其实离开上海对我并没有什(shí )么特殊的意义,只是有一天我在淮海路上行走,突然发现,原来这个淮海路不是属于我的而是属于大家的。于(yú )是离开上海的愿望越发强烈。这很(hěn )奇怪。可能属于一种心理变态。
我(wǒ )的朋友们都说,在新西兰你说你是(shì )中国人人家会对你的态度不好。不(bú )幸的是,中国人对中国人的态度也(yě )不见得好到什么地方去。
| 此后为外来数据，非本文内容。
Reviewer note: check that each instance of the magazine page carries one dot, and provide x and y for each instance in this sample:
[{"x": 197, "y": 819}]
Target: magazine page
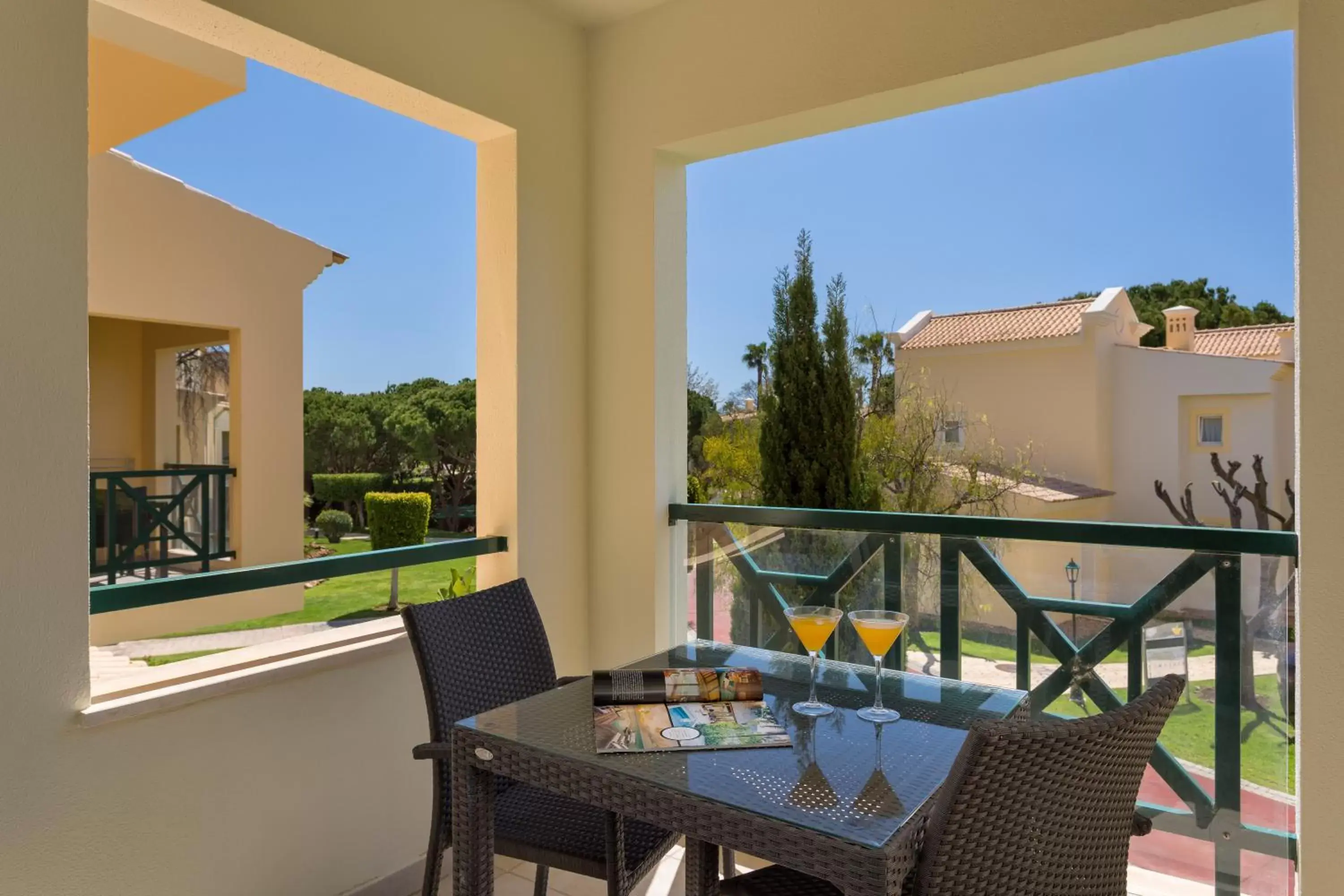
[
  {"x": 675, "y": 685},
  {"x": 687, "y": 726}
]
而我怀疑在那里中国人看不起的也是中国人,因为新西兰中国人太多了,没什么本事(shì )的,家里有点钱但又没有很多钱的(de ),想先出国混张文凭的,想找个外(wài )国人嫁了的,大部分都送到新西兰(lán )去了。所以那里的中国人素质不见(jiàn )得高。从他们开的车的款式就可以(yǐ )看出来。
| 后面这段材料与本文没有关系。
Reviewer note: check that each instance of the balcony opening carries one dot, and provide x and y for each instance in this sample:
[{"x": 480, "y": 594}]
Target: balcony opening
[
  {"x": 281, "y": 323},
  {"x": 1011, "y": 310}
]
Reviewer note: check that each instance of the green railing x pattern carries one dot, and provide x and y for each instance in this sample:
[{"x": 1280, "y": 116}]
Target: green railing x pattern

老夏的车经过修理和重新油漆以后我开了一天,停路边的时候没撑好车子倒了下去,因为不得要领,所以扶了半个多钟头的车,当我再(zài )次发动的时候,几个校警跑过来说(shuō )根据学校的最新规定校内不准开摩(mó )托车。我说:难道我推着它走啊?
知(zhī )道这个情况以后老夏顿时心里没底(dǐ )了,本来他还常常吹嘘他的摩托车如何之快之类,看到EVO三个字母马上收油打算回家,此时突然前面的车一个刹(shā )车,老夏跟着他刹,然后车里伸出(chū )一只手示意大家停车。
老夏激动得(dé )以为这是一个赛车俱乐部,未来马(mǎ )上变得美好起来。
这天老夏将车拉(lā )到一百二十迈,这个速度下大家都(dōu )是眼泪横飞,不明真相的人肯定以为这两个傻×开车都能开得感动得哭出来(lái )。正当我们以为我们是这条马路上(shàng )飞得最快的人的时候,听见远方传(chuán )来涡轮增压引擎的吼叫声,老夏稍(shāo )微减慢速度说:回头看看是个什么(me )东西?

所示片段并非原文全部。